Using eachsplit() seems to be more performant in this case:

map(eachline("input.txt")) do line
    sum(x -> parse(Int, x), eachsplit(line))
end
4 Likes

Ah right that one was added in 1.8! Nice

here a related question

In case the series of values ​​includes multi-digit elements

function sumchars(data)
    tot = 0
    lcv=0
    for e in data 
        if (e == ' ') 
            tot=tot+lcv
            lcv=0
        else
            lcv = lcv*10+codepoint(e)-0x30
        end
        
    end
    return tot+lcv
end

2 Likes

Only for the parsing part the line of numbers


julia> s4
"1 2 3 4 5 6 7 8 9 10 11 12 13"

julia> @btime sum(x -> parse(Int, x), eachsplit(s4))
  739.683 ns (3 allocations: 96 bytes)
91

julia> @btime sumchars(s4)
  38.143 ns (0 allocations: 0 bytes)
91

Simple and fast, if no negative integer or integer power such as 2^8 is provided.
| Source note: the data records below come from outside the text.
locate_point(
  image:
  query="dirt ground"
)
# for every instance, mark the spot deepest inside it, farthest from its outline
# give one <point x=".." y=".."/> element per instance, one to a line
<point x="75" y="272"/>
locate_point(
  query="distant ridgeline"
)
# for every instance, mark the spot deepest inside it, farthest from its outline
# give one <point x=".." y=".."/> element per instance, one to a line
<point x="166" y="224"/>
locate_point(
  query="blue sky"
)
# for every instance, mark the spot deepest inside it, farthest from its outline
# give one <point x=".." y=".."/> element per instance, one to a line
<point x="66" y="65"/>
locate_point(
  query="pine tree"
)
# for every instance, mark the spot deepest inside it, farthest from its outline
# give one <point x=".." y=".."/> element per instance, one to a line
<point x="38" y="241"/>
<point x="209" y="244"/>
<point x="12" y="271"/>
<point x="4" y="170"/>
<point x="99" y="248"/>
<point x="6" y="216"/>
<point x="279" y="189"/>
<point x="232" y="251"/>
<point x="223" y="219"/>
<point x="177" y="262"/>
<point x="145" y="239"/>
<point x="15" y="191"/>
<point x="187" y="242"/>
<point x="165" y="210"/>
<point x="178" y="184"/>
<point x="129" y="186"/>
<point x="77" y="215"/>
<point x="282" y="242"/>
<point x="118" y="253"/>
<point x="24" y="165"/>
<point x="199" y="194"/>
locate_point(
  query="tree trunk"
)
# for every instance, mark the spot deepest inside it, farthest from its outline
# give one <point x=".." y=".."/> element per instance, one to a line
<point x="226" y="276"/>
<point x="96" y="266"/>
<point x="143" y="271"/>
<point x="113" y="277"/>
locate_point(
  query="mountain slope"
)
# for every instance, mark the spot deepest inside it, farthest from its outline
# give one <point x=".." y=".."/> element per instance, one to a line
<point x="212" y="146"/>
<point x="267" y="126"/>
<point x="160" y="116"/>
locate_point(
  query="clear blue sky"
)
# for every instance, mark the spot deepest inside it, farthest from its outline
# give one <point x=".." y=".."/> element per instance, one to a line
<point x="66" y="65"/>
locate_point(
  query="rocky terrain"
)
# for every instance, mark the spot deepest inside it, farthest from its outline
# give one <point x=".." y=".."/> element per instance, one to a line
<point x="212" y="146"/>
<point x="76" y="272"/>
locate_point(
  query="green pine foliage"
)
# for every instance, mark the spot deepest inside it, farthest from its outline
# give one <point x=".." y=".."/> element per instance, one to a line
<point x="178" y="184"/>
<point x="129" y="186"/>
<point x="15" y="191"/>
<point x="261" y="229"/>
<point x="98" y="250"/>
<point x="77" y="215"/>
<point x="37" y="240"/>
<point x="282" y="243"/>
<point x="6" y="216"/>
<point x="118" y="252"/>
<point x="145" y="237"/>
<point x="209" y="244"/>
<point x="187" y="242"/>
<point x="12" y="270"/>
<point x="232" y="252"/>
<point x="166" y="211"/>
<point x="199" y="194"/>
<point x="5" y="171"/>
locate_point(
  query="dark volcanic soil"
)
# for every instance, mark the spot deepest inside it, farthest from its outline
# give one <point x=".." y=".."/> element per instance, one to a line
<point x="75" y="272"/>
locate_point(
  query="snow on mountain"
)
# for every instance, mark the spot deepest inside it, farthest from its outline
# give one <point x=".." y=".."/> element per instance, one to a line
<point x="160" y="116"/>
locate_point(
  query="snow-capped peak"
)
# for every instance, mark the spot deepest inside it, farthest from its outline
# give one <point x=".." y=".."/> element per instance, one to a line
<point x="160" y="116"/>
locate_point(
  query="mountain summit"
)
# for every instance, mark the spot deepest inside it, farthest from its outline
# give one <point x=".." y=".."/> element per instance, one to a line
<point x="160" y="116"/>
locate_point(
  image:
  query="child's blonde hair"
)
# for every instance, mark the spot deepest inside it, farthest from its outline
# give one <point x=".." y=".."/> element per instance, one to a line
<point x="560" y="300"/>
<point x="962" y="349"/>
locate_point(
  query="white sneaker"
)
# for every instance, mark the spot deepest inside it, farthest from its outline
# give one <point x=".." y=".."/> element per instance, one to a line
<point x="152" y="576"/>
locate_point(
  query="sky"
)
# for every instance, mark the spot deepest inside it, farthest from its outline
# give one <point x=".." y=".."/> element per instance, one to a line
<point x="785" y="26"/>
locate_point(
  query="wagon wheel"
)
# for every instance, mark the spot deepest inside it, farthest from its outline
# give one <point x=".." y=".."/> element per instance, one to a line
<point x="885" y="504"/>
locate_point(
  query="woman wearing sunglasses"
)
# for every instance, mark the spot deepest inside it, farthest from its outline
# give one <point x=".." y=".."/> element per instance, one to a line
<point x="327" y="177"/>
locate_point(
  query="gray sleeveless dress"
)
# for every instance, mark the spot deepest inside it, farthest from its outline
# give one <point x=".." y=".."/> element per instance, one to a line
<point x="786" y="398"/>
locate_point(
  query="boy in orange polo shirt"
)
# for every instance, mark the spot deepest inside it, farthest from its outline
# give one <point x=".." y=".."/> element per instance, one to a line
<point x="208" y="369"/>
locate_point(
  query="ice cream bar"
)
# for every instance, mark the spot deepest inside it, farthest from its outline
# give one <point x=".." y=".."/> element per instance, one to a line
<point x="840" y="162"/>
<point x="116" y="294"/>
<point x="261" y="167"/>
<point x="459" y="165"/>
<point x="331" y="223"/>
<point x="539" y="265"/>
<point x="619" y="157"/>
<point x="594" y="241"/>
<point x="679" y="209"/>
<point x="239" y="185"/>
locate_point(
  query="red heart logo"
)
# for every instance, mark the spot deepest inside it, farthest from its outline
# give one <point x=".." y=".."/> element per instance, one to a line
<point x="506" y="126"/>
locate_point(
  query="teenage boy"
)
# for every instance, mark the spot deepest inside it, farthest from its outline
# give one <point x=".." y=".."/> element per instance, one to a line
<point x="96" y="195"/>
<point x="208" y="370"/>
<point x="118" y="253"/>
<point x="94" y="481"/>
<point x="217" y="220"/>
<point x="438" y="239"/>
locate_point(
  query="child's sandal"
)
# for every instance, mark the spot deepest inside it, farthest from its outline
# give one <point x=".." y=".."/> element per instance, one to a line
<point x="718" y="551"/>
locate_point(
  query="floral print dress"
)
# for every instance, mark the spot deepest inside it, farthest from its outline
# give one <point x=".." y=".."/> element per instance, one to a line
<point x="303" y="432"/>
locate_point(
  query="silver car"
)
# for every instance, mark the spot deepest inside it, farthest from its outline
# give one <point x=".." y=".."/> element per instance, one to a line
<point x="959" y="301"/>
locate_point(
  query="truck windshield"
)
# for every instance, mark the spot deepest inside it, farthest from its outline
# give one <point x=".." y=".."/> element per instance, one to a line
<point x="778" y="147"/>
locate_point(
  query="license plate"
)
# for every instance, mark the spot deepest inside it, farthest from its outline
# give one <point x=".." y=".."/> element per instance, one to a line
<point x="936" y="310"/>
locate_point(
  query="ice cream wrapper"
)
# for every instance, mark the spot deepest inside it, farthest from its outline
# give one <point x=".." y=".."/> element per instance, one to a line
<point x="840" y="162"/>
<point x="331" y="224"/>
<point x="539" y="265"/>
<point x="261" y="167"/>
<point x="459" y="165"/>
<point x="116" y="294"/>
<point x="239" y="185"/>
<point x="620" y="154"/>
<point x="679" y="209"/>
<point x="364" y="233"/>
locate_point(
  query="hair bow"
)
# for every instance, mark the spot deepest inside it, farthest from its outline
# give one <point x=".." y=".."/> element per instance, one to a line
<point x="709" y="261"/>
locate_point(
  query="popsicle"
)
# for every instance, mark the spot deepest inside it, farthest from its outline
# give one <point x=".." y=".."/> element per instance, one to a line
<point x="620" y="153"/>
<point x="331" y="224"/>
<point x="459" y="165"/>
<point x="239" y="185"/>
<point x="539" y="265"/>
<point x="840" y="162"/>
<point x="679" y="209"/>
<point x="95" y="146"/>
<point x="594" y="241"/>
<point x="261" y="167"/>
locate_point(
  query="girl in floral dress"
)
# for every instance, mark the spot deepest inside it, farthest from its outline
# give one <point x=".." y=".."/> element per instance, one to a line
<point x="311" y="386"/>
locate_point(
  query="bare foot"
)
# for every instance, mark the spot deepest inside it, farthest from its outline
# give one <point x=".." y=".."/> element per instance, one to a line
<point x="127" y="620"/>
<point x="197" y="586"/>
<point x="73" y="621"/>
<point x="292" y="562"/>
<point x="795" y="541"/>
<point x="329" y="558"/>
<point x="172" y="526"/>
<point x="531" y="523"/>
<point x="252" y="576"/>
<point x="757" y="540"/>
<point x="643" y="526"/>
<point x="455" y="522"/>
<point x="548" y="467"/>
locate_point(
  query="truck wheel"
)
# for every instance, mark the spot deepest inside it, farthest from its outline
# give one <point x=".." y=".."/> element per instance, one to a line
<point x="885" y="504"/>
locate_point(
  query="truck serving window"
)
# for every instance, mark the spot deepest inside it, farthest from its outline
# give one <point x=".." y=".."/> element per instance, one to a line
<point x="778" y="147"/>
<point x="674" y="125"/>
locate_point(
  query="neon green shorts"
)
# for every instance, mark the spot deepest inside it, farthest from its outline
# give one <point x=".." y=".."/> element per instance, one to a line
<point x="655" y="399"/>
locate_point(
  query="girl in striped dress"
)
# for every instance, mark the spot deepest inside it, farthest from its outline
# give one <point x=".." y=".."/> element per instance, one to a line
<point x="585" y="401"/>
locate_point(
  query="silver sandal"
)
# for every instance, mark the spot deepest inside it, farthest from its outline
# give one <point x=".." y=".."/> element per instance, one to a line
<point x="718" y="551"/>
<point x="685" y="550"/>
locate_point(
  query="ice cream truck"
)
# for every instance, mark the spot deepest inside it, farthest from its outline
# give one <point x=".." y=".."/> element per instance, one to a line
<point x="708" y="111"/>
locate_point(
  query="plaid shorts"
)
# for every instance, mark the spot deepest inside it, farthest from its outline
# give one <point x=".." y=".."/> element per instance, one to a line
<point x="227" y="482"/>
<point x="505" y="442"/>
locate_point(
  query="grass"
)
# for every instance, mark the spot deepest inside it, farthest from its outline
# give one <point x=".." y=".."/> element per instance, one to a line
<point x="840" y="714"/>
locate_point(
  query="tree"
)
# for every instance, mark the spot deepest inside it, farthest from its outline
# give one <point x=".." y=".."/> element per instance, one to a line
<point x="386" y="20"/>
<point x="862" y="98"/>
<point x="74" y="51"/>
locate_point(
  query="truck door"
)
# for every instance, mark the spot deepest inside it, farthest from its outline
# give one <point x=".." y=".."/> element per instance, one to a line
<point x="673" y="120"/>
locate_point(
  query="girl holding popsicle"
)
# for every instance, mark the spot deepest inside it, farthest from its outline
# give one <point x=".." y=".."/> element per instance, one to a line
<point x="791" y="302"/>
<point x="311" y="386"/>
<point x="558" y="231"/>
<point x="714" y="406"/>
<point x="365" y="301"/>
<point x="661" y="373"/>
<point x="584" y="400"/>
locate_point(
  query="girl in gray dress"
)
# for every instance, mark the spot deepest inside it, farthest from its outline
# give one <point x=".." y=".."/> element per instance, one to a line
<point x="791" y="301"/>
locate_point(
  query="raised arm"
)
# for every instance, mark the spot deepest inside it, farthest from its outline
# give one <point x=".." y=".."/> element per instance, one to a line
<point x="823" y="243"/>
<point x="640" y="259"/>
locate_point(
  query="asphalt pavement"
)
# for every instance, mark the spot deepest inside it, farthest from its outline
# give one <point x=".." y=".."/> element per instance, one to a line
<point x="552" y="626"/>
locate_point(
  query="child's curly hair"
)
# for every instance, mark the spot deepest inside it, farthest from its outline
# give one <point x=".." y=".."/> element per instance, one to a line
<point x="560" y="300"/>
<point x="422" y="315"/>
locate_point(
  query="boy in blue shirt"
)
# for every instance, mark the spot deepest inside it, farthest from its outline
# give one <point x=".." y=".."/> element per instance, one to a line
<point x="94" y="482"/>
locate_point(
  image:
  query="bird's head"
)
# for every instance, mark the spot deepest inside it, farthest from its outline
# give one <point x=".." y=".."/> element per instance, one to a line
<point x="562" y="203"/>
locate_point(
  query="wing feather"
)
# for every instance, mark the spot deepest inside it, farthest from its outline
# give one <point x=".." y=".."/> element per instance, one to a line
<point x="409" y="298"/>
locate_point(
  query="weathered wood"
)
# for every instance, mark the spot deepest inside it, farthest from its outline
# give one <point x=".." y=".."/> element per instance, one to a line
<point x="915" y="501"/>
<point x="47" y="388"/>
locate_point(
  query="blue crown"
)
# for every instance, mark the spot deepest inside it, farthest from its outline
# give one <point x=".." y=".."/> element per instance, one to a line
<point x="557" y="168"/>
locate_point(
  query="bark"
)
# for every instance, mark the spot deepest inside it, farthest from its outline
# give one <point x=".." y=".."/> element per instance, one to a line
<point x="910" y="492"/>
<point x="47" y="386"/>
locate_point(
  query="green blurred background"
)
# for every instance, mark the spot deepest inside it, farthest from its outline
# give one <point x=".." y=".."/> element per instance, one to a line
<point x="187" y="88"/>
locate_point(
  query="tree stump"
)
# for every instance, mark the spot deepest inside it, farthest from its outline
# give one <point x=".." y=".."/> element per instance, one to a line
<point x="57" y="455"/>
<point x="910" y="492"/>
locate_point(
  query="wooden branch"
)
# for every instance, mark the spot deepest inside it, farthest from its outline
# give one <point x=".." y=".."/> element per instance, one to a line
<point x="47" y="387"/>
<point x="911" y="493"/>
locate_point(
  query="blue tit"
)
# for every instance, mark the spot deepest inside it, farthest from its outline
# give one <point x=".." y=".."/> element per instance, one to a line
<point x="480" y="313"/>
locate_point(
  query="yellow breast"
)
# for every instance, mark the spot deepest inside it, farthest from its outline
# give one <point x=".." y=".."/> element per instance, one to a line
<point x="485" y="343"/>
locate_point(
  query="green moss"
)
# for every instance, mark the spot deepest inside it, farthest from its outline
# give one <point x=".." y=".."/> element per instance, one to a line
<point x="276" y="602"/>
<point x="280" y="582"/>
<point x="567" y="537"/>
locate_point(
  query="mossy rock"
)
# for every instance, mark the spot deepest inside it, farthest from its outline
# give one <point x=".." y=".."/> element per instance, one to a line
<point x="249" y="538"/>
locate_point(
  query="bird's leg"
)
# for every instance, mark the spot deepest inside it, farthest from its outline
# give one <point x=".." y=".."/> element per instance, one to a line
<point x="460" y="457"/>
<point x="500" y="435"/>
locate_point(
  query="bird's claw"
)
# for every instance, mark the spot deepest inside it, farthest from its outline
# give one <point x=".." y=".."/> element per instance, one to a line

ok for the first point. But why should powers of 2 cause problems?

I meant that the string “2^8”, or “2*10^9”, is a valid input integer that would not be parsed.
Edit: my bad, parse(Int, "2^8") errors too :frowning:

1 Like

Hi,
Thank you so much.
Which part of this code is wrong?

function summer()
    inn = open("input.txt","r")
    c = 0 
    sum = 0
    while !eof(inn)
        c = parse(Int, read(inn, Char))
        sum += c
    end
    println(sum)
end
summer()

Since you read character by character, you would read a line just containing 10
as "1" and "0" so your sum would be 1 not 10.

You have to follow the hints atop, real the whole line, split it at the spaces and then parse the individual numbers, which are often strings longer than one character.

2 Likes

Apart from the problem of summing digits vs. summing numbers @kellertuer highlights, there’s also the issue that you are trying to convert a space to an integer.

ERROR: ArgumentError: invalid digit: ' '

If you really want to obtain the sum while reading the file character by character, you can use an approach similar to @rocco_sprmnt21 's sumchars, though you might want to change codepoint(e) - 0x30 into parse(Int, e) for clarity.

1 Like

or

UInt8(e)-0x30

Well, my point was mainly that for educational purposes it’s best to not use a ‘magic’ hexadecimal number :slight_smile: . (Int(e) - Int('0') would be clearer, but also that still requires a little bit of knowledge on character encoding.)